Having completed several shoots for this project a process is starting to develop and needs documenting.
- Pre-shoot planning includes:
- Weather, Tides, Sun position, etc.
- Google earth, Street View and Google searches in general if it is a new location.
- Images to re-take from previous visits using Reflective notes made.
- A list of ideas for new images – point of view, composition, theme, etc.
- On location
- The Pre-shoot plan tends to be little more than a guideline as circumstances and other opportunities take over.
- Image composition starts as intuitive but after reviewing the image it becomes more deliberate. However, usually by the 3rd or 4th attempt at a particular subject the ideas dry up. I really struggle to use the viewfinder/screen as a reflective tool. Real reflection only occurs back at home, on the computer.

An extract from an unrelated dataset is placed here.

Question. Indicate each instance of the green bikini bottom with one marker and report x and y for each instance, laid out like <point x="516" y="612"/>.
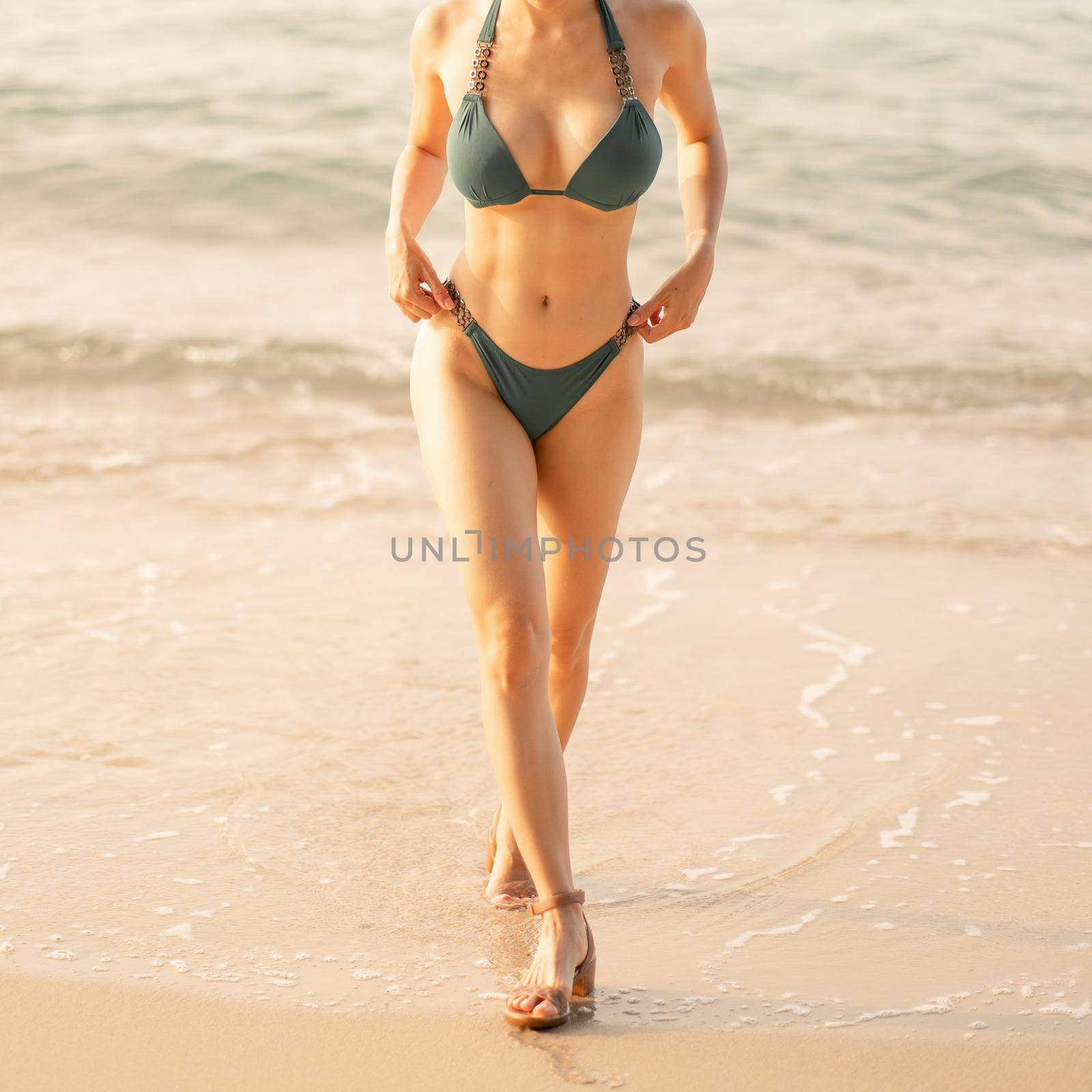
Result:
<point x="538" y="398"/>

- Although rarely necessary, I usually bracket all my images with +-1stop of exposure. It is purely a safety measure.
- Selection & Processing
- Once at home I quickly scan all the images and select the few that will be processed.
- All images are processed in Photoshop.
- Often, these days, the processing is minimal – cropping, straightening, sharpening and some contrast correction to accentuate particular elements.
- Reflection & Blog
- This often feels like the most creative part of the process. It is where I deconstruct my images and try to understand what my intuition was telling me whilst on the shoot and determine what needs to be done next time.
- I then write up my thoughts on the Blog, including the resulting ideas for the next shoot.
Philip Harris PhD prompted me to collate this after reading a similar description of his own processes in his thesis, “A Theory of the Experience of Making” (Birmingham City University 2011).
Also I find his comments on his own reflective experiences, versus image making almost exactly match my own. The following is a quote from page 258 of the thesis.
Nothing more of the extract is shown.